Home

Centrale Raad van Beroep, 19-09-2017, ECLI:NL:CRVB:2017:3211, 16/1648 PW

Centrale Raad van Beroep, 19-09-2017, ECLI:NL:CRVB:2017:3211, 16/1648 PW

Gegevens

Instantie
Centrale Raad van Beroep
Datum uitspraak
19 september 2017
Datum publicatie
25 september 2017
Annotator
ECLI
ECLI:NL:CRVB:2017:3211
Zaaknummer
16/1648 PW

Inhoudsindicatie

Kostendelersnorm bij moeder die bij meerjarige dochter inwoont. Ook personen die op grond van artikel 3 PW zijn uitgezonderd van het voeren van een gezamenlijke huishouding vallen onder de kostendelersnorm. Bijstand ziet niet op stimuleren mantelzorg. Geen buitensporig zware last. Geen aanleiding verruiming overgangstermijn van een half jaar.

Uitspraak

16 1648 PW

Centrale Raad van Beroep

Meervoudige kamer

Uitspraak op het hoger beroep tegen de uitspraak van de rechtbank Amsterdam van

5 februari 2016, 15/4821 (aangevallen uitspraak) en uitspraak op het verzoek om veroordeling tot vergoeding van schade

Partijen:

[Appellante] te [woonplaats] (appellante)

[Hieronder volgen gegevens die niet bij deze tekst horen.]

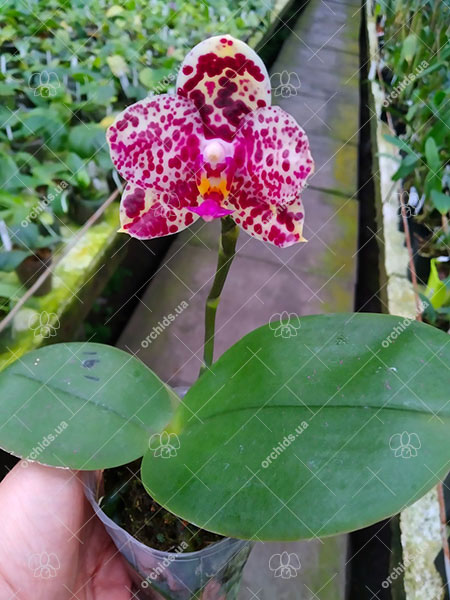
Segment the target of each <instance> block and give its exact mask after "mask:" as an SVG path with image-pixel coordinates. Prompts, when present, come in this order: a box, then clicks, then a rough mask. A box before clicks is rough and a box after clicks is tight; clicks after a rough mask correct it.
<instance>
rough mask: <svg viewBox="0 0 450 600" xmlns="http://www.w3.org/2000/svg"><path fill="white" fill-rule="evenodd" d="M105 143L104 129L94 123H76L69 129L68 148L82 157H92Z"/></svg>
mask: <svg viewBox="0 0 450 600" xmlns="http://www.w3.org/2000/svg"><path fill="white" fill-rule="evenodd" d="M104 145H105V131H104V129H103V128H102V127H100V126H99V125H97V124H95V123H85V124H83V125H76V126H75V127H72V128H71V129H70V133H69V149H70V150H71V151H72V152H73V153H76V154H78V155H79V156H81V157H82V158H89V159H90V158H92V156H93V155H95V153H96V152H97V151H98V150H99V149H100V148H102V146H104Z"/></svg>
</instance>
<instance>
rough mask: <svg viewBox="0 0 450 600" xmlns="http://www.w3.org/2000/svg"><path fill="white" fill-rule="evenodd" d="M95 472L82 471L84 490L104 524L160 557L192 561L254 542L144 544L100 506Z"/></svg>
mask: <svg viewBox="0 0 450 600" xmlns="http://www.w3.org/2000/svg"><path fill="white" fill-rule="evenodd" d="M93 473H94V472H93V471H82V472H81V473H80V474H81V476H82V479H83V483H84V491H85V494H86V496H87V499H88V500H89V502H90V503H91V504H93V503H95V506H93V507H94V508H95V509H96V511H97V510H98V511H100V512H101V514H102V520H103V522H104V524H106V525H108V527H111V528H112V529H120V530H122V531H124V532H125V533H126V534H127V535H128V536H130V538H132V539H133V542H134V544H136V545H137V546H138V547H139V548H142V549H150V550H152V552H154V553H155V555H156V556H158V557H159V558H167V557H176V558H177V560H184V561H190V560H193V559H197V558H202V557H205V556H209V555H211V554H215V553H216V552H220V550H221V549H222V547H223V546H228V545H232V544H236V545H239V544H240V545H242V546H245V545H247V544H252V541H251V540H242V539H238V538H229V537H224V538H223V539H222V540H220V541H218V542H214V543H213V544H211V545H210V546H206V547H205V548H202V549H201V550H196V551H195V552H167V551H166V550H158V549H157V548H153V546H147V545H146V544H144V543H143V542H141V541H139V540H138V539H137V538H135V537H134V535H132V534H131V533H129V532H128V531H127V530H126V529H124V528H123V527H121V526H120V525H118V524H117V523H116V522H115V521H113V520H112V519H111V518H110V517H108V515H107V514H106V513H105V512H104V510H103V509H102V508H101V507H100V505H99V503H98V501H97V498H96V497H95V492H94V489H95V488H94V486H91V485H90V483H91V482H92V483H95V480H94V478H95V475H93ZM90 496H91V497H90ZM192 525H193V523H192Z"/></svg>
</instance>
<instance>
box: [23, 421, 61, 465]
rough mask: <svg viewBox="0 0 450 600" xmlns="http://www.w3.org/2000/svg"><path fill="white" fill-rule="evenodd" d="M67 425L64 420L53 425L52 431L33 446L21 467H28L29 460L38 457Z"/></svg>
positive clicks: (28, 463) (60, 433)
mask: <svg viewBox="0 0 450 600" xmlns="http://www.w3.org/2000/svg"><path fill="white" fill-rule="evenodd" d="M68 427H69V425H68V423H67V422H66V421H61V423H60V424H59V425H57V426H56V427H55V429H54V430H53V432H52V433H49V434H48V435H46V436H45V437H43V438H42V440H41V441H40V442H39V443H38V444H37V445H36V446H35V447H34V448H33V450H32V451H31V452H30V453H29V454H28V456H26V457H25V458H24V459H23V460H22V461H21V463H20V464H21V465H22V467H28V465H29V463H30V462H33V461H35V460H38V459H39V456H40V454H42V452H44V450H46V449H47V448H48V447H49V446H51V445H52V444H53V442H54V441H55V440H56V438H57V437H58V436H59V435H61V433H63V431H65V430H66V429H67V428H68Z"/></svg>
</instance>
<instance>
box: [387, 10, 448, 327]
mask: <svg viewBox="0 0 450 600" xmlns="http://www.w3.org/2000/svg"><path fill="white" fill-rule="evenodd" d="M376 15H377V18H378V31H379V34H380V46H381V50H382V57H383V70H382V77H383V85H384V86H385V87H386V90H385V92H386V99H385V102H384V106H385V110H386V113H387V114H388V115H389V117H388V118H389V119H390V123H391V125H392V126H393V127H394V129H395V132H396V137H393V136H387V137H388V138H389V141H391V142H392V143H394V144H395V145H396V146H397V147H398V148H399V150H400V164H399V168H398V170H397V172H396V173H395V175H394V177H393V179H394V180H401V181H402V185H403V189H404V190H405V192H406V197H407V198H408V196H409V198H408V202H407V203H409V209H408V216H409V215H411V216H412V220H411V221H410V223H409V227H410V228H412V236H413V241H415V240H417V243H416V244H414V251H415V252H417V253H418V254H419V255H421V256H425V257H428V258H430V259H431V258H436V257H446V259H447V268H446V269H445V268H443V271H442V279H445V277H447V276H448V274H449V267H448V261H449V260H450V258H449V246H450V229H449V222H448V217H449V211H450V171H449V169H450V166H449V148H450V130H449V127H448V123H449V122H450V102H449V101H450V78H449V72H450V70H449V62H450V44H449V30H448V22H449V17H450V9H449V7H448V4H447V3H445V2H439V1H438V2H435V1H434V0H401V1H400V0H379V1H378V2H377V4H376ZM418 206H419V210H417V207H418ZM413 223H417V225H418V228H419V229H418V230H419V231H420V234H418V235H416V233H415V229H417V228H416V226H415V225H414V224H413ZM428 272H429V266H428V268H427V269H426V272H425V273H424V274H422V273H419V279H422V283H423V284H424V285H425V284H427V279H428ZM428 289H431V288H430V286H429V285H428ZM430 298H431V302H432V303H434V305H435V310H437V311H440V309H441V308H444V309H445V310H441V316H442V320H443V321H444V326H447V327H448V311H447V310H446V307H448V306H449V305H450V295H448V294H447V296H446V298H445V300H444V304H443V305H442V304H441V306H437V303H436V301H435V300H434V299H433V297H429V300H430ZM442 320H441V322H442ZM445 322H447V325H445Z"/></svg>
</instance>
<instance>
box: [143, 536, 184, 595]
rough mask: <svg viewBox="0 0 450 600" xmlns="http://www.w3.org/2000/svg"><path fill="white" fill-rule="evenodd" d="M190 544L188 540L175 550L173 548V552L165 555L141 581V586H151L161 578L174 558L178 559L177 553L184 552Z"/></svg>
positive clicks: (172, 560)
mask: <svg viewBox="0 0 450 600" xmlns="http://www.w3.org/2000/svg"><path fill="white" fill-rule="evenodd" d="M187 547H188V545H187V543H186V542H184V541H183V542H181V544H179V545H178V546H177V547H176V548H175V549H174V550H171V551H170V552H171V554H169V555H167V556H165V557H164V558H163V559H162V560H161V561H160V562H159V563H158V566H156V567H154V568H153V569H152V570H151V571H150V573H149V574H148V575H147V578H146V579H144V581H142V582H141V587H143V588H144V589H145V588H148V587H150V585H151V583H152V581H157V580H158V579H160V577H161V575H162V574H163V573H164V571H165V570H166V569H167V568H168V567H170V565H171V564H172V563H173V561H174V560H176V555H177V554H180V553H181V552H184V551H185V550H186V549H187Z"/></svg>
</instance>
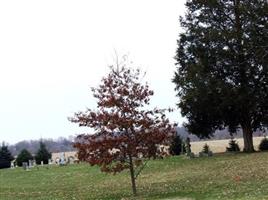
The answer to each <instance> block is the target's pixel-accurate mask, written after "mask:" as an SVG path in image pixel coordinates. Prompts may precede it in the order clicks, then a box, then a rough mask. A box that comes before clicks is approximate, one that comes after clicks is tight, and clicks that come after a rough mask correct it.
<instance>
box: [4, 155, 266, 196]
mask: <svg viewBox="0 0 268 200" xmlns="http://www.w3.org/2000/svg"><path fill="white" fill-rule="evenodd" d="M137 187H138V197H137V198H136V199H172V200H175V199H198V200H199V199H201V200H202V199H211V200H214V199H255V200H260V199H268V153H254V154H242V153H241V154H225V155H217V156H214V157H211V158H195V159H191V160H189V159H186V158H184V157H168V158H166V159H163V160H155V161H151V162H149V163H148V165H147V167H146V168H145V169H144V171H143V172H142V173H141V175H140V176H139V178H138V180H137ZM0 199H3V200H9V199H19V200H24V199H25V200H26V199H27V200H30V199H51V200H56V199H68V200H69V199H106V200H108V199H109V200H110V199H121V200H123V199H124V200H127V199H134V198H132V194H131V185H130V179H129V174H128V172H127V171H126V172H123V173H121V174H118V175H115V176H114V175H111V174H105V173H101V172H100V171H99V169H98V168H97V167H90V166H89V165H87V164H80V165H69V166H63V167H58V166H52V167H50V168H49V169H46V168H45V167H39V170H38V169H36V168H35V169H32V170H31V171H24V170H23V169H21V168H17V169H4V170H0Z"/></svg>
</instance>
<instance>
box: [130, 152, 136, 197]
mask: <svg viewBox="0 0 268 200" xmlns="http://www.w3.org/2000/svg"><path fill="white" fill-rule="evenodd" d="M129 170H130V176H131V184H132V191H133V195H134V196H136V195H137V189H136V180H135V174H134V166H133V161H132V156H131V155H129Z"/></svg>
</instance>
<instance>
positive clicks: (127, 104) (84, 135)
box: [70, 66, 174, 195]
mask: <svg viewBox="0 0 268 200" xmlns="http://www.w3.org/2000/svg"><path fill="white" fill-rule="evenodd" d="M142 78H143V76H142V74H141V72H140V70H138V69H131V68H127V67H126V66H122V67H117V68H114V67H111V71H110V73H109V74H108V76H107V77H105V78H103V79H102V82H101V84H100V85H99V87H97V88H92V92H93V96H94V97H95V98H96V99H97V109H96V110H91V109H87V110H86V111H85V112H78V113H75V115H74V117H73V118H70V120H71V121H72V122H74V123H78V124H79V125H80V126H87V127H90V128H93V129H94V133H93V134H82V135H79V136H78V137H77V138H76V142H75V144H74V146H75V147H76V148H77V149H78V157H79V159H80V160H83V161H86V162H88V163H90V164H91V165H98V166H100V168H101V170H102V171H104V172H112V173H118V172H121V171H123V170H124V169H129V170H130V175H131V182H132V189H133V193H134V195H136V184H135V179H136V178H137V176H138V174H139V173H140V171H141V169H143V167H144V166H143V165H144V163H146V162H144V161H145V160H146V159H152V158H153V159H154V158H156V157H158V156H162V154H163V153H164V152H162V151H161V149H160V148H159V145H161V144H166V143H167V142H168V140H169V136H170V135H171V134H172V133H173V131H174V127H173V125H171V124H170V123H169V120H168V119H167V118H166V115H165V112H166V111H170V110H166V109H157V108H155V109H151V110H149V109H146V106H147V105H149V101H150V97H151V96H152V95H153V94H154V93H153V91H152V90H150V89H149V86H148V84H147V83H145V84H142V80H141V79H142Z"/></svg>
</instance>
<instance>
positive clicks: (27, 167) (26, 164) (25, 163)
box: [22, 162, 28, 170]
mask: <svg viewBox="0 0 268 200" xmlns="http://www.w3.org/2000/svg"><path fill="white" fill-rule="evenodd" d="M22 167H23V169H24V170H27V169H28V163H27V162H23V163H22Z"/></svg>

het college van burgemeester en wethouders van Amsterdam (college)

Datum uitspraak: 19 september 2017

PROCESVERLOOP

Namens appellante heeft mr. P. Goettsch, advocaat, hoger beroep ingesteld.

Het college heeft een verweerschrift ingediend.

Desgevraagd heeft appellante een nadere reactie ingediend.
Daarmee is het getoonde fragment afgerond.